Enoch does open up to Annabel, though, revealing irregularities of his own. For one thing, he’s haunted, in a genial sort of way, by Hiroshi (Ryo Kase), the ghost of a kamikaze pilot from World War II. Van Sant, working from a screenplay by Jason Lew, treats this matter-of-factly; it’s not a cutesy gag (though some of Hiroshi’s scenes do have a deadpan sense of humor—“White people: you have to grab everything,” he sighs when trying to teach Enoch to bow instead of shake hands), and Hiroshi’s objective reality – actual ghost? imaginary friend?—remains ambiguous, fading in and out as Enoch and Annabel spend more time together.
The other characters in the movie come and go with similar inconsistency. Annabel’s primary caretaker is her sister Elizabeth (Schuyler Fisk), and their scenes together explore their relationship without miring the movie in exposition; a scene late in the movie that has them sorting and classifying Halloween candy together is beautifully played by Fisk and Waskiowska.

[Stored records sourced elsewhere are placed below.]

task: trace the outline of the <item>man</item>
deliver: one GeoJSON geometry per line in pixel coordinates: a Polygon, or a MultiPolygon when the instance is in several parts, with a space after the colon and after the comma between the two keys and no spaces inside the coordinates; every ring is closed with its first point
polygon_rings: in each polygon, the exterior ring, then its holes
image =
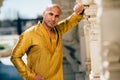
{"type": "Polygon", "coordinates": [[[83,8],[76,4],[73,14],[59,22],[62,11],[53,4],[43,12],[42,22],[20,35],[11,61],[24,80],[63,80],[62,35],[82,19],[83,8]],[[21,59],[25,53],[27,65],[21,59]]]}

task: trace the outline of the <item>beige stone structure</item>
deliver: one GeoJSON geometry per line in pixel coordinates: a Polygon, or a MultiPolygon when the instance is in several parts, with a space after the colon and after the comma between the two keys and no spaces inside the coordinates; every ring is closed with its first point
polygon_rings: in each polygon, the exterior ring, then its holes
{"type": "MultiPolygon", "coordinates": [[[[86,73],[84,80],[120,79],[120,1],[119,0],[52,0],[63,9],[62,18],[72,12],[75,3],[85,5],[84,19],[79,23],[78,71],[86,73]],[[84,26],[84,27],[83,27],[84,26]]],[[[76,29],[74,29],[76,30],[76,29]]],[[[69,41],[74,31],[68,32],[63,40],[69,41]],[[67,37],[67,39],[66,39],[67,37]]],[[[67,43],[64,43],[67,44],[67,43]]],[[[73,45],[68,43],[68,45],[73,45]]],[[[78,47],[78,46],[77,46],[78,47]]],[[[66,50],[64,50],[66,53],[66,50]]],[[[69,53],[69,52],[68,52],[69,53]]],[[[68,54],[69,55],[69,54],[68,54]]],[[[67,57],[67,56],[65,56],[67,57]]],[[[68,57],[71,65],[74,60],[68,57]]],[[[75,68],[75,67],[73,67],[75,68]]],[[[81,80],[76,74],[74,80],[81,80]]],[[[67,79],[66,79],[67,80],[67,79]]]]}

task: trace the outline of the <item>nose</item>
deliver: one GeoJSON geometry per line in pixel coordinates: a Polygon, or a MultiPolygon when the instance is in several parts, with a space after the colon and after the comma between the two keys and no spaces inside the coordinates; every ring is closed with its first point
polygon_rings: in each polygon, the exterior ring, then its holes
{"type": "Polygon", "coordinates": [[[52,20],[53,20],[53,21],[55,20],[55,16],[52,16],[52,20]]]}

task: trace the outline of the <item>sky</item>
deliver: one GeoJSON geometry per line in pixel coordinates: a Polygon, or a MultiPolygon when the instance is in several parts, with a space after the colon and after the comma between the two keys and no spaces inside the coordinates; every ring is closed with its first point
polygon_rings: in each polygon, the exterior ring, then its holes
{"type": "Polygon", "coordinates": [[[36,18],[50,4],[51,0],[4,0],[0,20],[15,19],[18,13],[23,18],[36,18]]]}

Other cast members are also affecting: Hopper, son of the late Dennis Hopper, is particularly good at conveying, with smug wiseass rejoinders and awkward body language, the barely hidden pain of a kid who may not be as smart or interesting as he imagines.
As in the death trilogy, Van Sant uses the lack of strong incident in the plot to create a sense of real intimacy between his characters. And like those movies, this one is shot by Harris Savides, here using the muted palette of an overcast fall day. But even with its low-gloss look and limited release, Restless isn’t really an art house exercise, either in morose doominess or twee preciousness. It’s about ways that young people process loss when they shouldn’t have to. Essentially, it’s a teen movie, something that seems to have been overlooked by much of the critical response so far.

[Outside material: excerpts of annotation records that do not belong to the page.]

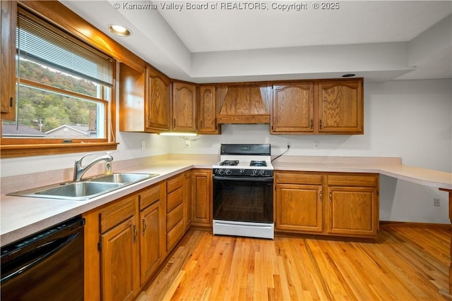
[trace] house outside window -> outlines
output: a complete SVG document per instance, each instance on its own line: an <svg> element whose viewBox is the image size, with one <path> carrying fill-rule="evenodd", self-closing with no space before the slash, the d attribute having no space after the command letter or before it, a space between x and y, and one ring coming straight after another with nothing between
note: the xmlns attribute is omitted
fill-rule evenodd
<svg viewBox="0 0 452 301"><path fill-rule="evenodd" d="M2 145L111 142L115 61L20 8L16 120Z"/></svg>

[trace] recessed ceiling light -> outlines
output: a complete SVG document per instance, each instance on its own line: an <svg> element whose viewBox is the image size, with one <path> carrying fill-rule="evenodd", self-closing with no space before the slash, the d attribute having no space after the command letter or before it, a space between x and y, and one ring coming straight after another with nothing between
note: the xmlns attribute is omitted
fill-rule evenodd
<svg viewBox="0 0 452 301"><path fill-rule="evenodd" d="M114 33L114 35L120 35L121 37L129 37L132 34L132 32L121 25L117 25L114 24L112 24L108 25L108 30L110 32Z"/></svg>

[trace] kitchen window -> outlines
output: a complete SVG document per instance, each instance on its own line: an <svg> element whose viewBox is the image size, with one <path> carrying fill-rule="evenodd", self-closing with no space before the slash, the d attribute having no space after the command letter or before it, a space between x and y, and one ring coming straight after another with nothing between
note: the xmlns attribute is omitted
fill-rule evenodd
<svg viewBox="0 0 452 301"><path fill-rule="evenodd" d="M115 61L27 11L17 13L16 118L2 121L2 152L115 147Z"/></svg>

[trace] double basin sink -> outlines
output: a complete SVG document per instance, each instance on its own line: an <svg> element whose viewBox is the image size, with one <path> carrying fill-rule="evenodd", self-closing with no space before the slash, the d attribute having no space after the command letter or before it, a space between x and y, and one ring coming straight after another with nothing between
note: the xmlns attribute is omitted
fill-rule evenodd
<svg viewBox="0 0 452 301"><path fill-rule="evenodd" d="M158 176L156 173L112 173L86 180L40 187L9 195L83 201Z"/></svg>

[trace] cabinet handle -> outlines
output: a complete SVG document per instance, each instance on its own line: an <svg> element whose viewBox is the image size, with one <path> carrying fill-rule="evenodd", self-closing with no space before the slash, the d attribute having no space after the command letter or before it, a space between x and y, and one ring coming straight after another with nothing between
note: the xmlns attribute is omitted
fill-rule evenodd
<svg viewBox="0 0 452 301"><path fill-rule="evenodd" d="M143 236L144 236L144 232L146 230L146 221L145 221L144 219L143 219Z"/></svg>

Some critics have characterized Restless as something of a thin, gauzy compromise between the director’s unsettling young death movies and the more sentimental streak he showed in Good Will Hunting or Finding Forrester. But the young adult audience, while well served by the publishing industry, doesn’t get many serious but accessible movies about teenagers. That audience will be far less sensitive to whether this story lives up to the doomy minimalism of Gerry, and less likely to cry “Manic pixie dream girl! Too cute!” any time a young female character smiles and dresses in offbeat clothing.

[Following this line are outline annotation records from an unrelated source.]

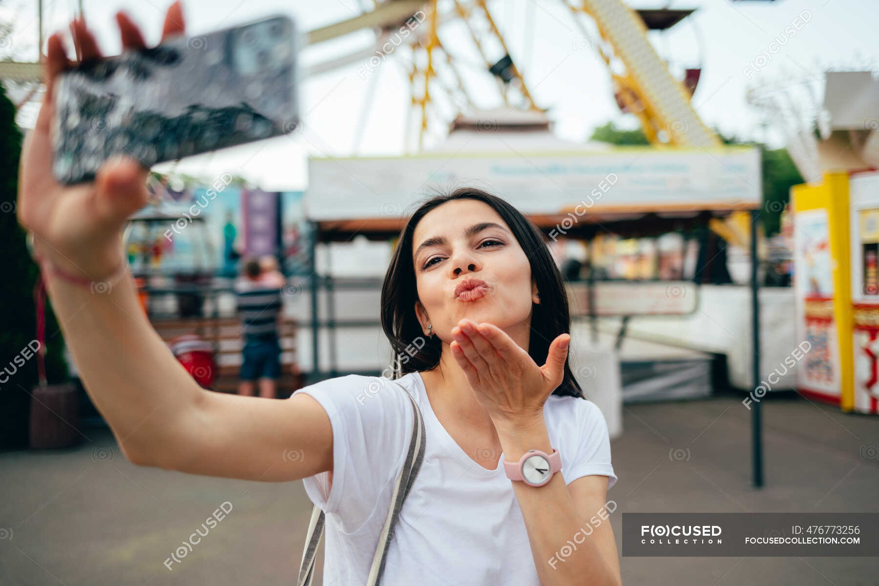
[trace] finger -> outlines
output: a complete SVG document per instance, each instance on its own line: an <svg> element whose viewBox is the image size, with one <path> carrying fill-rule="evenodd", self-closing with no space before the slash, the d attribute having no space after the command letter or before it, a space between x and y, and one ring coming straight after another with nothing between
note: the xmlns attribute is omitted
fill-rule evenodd
<svg viewBox="0 0 879 586"><path fill-rule="evenodd" d="M76 33L76 27L74 25L76 22L76 19L71 20L68 25L68 28L70 30L70 38L73 39L73 56L76 57L76 61L82 61L79 57L82 52L79 48L78 34Z"/></svg>
<svg viewBox="0 0 879 586"><path fill-rule="evenodd" d="M162 40L177 34L183 34L185 28L185 23L183 20L183 7L178 0L168 8L165 24L162 28Z"/></svg>
<svg viewBox="0 0 879 586"><path fill-rule="evenodd" d="M547 356L547 363L544 365L543 372L554 385L553 390L561 385L562 380L564 379L564 362L568 358L568 346L570 344L570 336L561 334L549 344L549 352Z"/></svg>
<svg viewBox="0 0 879 586"><path fill-rule="evenodd" d="M488 363L486 363L485 359L480 356L479 351L477 351L473 345L473 342L461 329L461 326L452 328L452 337L454 337L454 341L461 346L461 351L464 352L464 356L466 356L467 359L470 361L470 364L479 370L485 370L486 372L489 370Z"/></svg>
<svg viewBox="0 0 879 586"><path fill-rule="evenodd" d="M492 368L498 368L503 362L500 355L495 351L494 346L491 343L485 339L485 336L479 333L479 329L476 324L472 321L464 319L460 322L461 329L470 339L470 344L476 349L479 355L482 357L483 360L486 362Z"/></svg>
<svg viewBox="0 0 879 586"><path fill-rule="evenodd" d="M464 371L467 382L470 384L470 387L477 386L479 384L479 371L476 370L472 362L467 359L467 355L464 354L461 344L453 340L452 344L448 344L448 347L452 351L452 357L454 358L455 362L461 366L461 370Z"/></svg>
<svg viewBox="0 0 879 586"><path fill-rule="evenodd" d="M70 66L64 51L64 41L61 33L53 33L46 43L46 64L43 66L43 83L46 84L46 95L43 97L40 113L34 129L39 132L48 132L52 112L54 112L54 83L58 75Z"/></svg>
<svg viewBox="0 0 879 586"><path fill-rule="evenodd" d="M119 26L120 37L122 40L122 48L140 49L147 46L141 34L141 29L127 14L120 11L116 13L116 25Z"/></svg>
<svg viewBox="0 0 879 586"><path fill-rule="evenodd" d="M108 227L121 226L131 213L147 202L149 170L129 156L104 162L95 177L94 211Z"/></svg>
<svg viewBox="0 0 879 586"><path fill-rule="evenodd" d="M494 351L500 355L501 358L506 362L513 362L523 358L523 354L531 357L518 344L512 341L505 331L489 322L483 322L477 326L479 333L483 335Z"/></svg>
<svg viewBox="0 0 879 586"><path fill-rule="evenodd" d="M87 61L101 57L101 50L98 48L98 42L91 32L85 25L83 18L75 18L70 23L71 30L74 32L74 43L76 45L76 57L81 61Z"/></svg>

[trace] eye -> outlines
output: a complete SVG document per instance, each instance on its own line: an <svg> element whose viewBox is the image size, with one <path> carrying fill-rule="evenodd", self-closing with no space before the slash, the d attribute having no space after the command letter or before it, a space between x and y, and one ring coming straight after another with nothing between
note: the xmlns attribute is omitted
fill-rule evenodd
<svg viewBox="0 0 879 586"><path fill-rule="evenodd" d="M425 269L430 267L432 264L434 264L435 263L433 261L435 261L435 260L441 260L441 257L433 257L432 258L431 258L430 260L428 260L426 263L425 263L425 265L423 267L421 267L421 269L425 270Z"/></svg>

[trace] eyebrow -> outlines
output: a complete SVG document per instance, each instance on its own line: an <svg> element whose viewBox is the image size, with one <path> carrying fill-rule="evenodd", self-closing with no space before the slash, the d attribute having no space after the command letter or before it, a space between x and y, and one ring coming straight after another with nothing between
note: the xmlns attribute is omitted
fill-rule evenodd
<svg viewBox="0 0 879 586"><path fill-rule="evenodd" d="M466 230L464 230L464 235L468 238L469 238L470 236L474 236L474 235L479 234L480 232L482 232L483 230L484 230L487 228L499 228L500 229L504 230L505 232L507 231L506 228L505 228L503 226L501 226L500 224L498 224L498 222L495 222L495 221L481 221L478 224L474 224L474 225L469 227ZM446 240L446 236L431 236L430 238L428 238L425 242L423 242L420 244L418 244L418 248L415 249L415 254L412 255L412 258L418 258L418 253L421 251L421 249L425 249L425 248L427 248L429 246L436 246L438 244L445 244L448 241Z"/></svg>

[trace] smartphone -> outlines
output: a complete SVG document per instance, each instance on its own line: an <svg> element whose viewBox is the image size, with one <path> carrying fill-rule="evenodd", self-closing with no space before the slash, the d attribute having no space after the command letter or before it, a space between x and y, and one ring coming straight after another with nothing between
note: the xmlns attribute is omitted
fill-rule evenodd
<svg viewBox="0 0 879 586"><path fill-rule="evenodd" d="M118 154L150 167L293 132L299 42L294 20L273 16L64 71L53 174L80 183Z"/></svg>

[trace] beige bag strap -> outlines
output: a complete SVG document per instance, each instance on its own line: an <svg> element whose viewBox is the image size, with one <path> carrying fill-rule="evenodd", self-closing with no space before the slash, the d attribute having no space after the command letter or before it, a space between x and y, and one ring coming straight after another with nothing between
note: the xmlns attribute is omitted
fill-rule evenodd
<svg viewBox="0 0 879 586"><path fill-rule="evenodd" d="M415 399L409 393L405 393L405 394L412 403L412 410L415 414L415 418L412 421L412 434L409 440L406 461L403 462L403 468L397 474L396 481L394 484L390 510L388 511L388 518L385 519L384 527L379 537L379 543L375 547L373 565L369 569L367 586L378 586L379 581L381 579L385 558L388 555L388 547L394 537L394 527L400 516L400 510L403 509L403 503L415 483L418 470L421 469L421 462L425 459L425 421ZM299 565L299 579L296 582L296 586L311 586L315 556L317 554L317 546L323 535L323 511L321 510L320 507L315 505L311 511L311 521L309 523L309 531L305 537L305 548L302 551L302 560Z"/></svg>

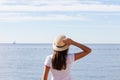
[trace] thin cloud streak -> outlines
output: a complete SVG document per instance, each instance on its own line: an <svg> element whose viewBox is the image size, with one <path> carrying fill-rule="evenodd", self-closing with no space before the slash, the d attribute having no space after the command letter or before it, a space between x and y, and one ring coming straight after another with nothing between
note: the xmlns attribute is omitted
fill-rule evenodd
<svg viewBox="0 0 120 80"><path fill-rule="evenodd" d="M81 15L75 15L75 16L68 16L68 15L57 15L57 14L51 14L51 15L45 15L45 16L26 16L26 15L19 15L10 13L8 14L0 14L0 22L11 22L11 21L40 21L40 20L62 20L62 21L70 21L70 20L80 20L80 21L87 21L86 17L83 17Z"/></svg>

These criticisms of the movie—too cute, too nice, too soft – are not entirely unwarranted. Restless is, at times, a wisp of a movie, pretty and yes, sometimes thin. But Annabel and Enoch’s refusal to indulge in the weeping and mourning of a typical death-centric romance feels honest. Van Sant looks for moments of sweetness, not opportunities to needle the audience into tears. Maybe he’s earned the right to look at death from a different angle this time.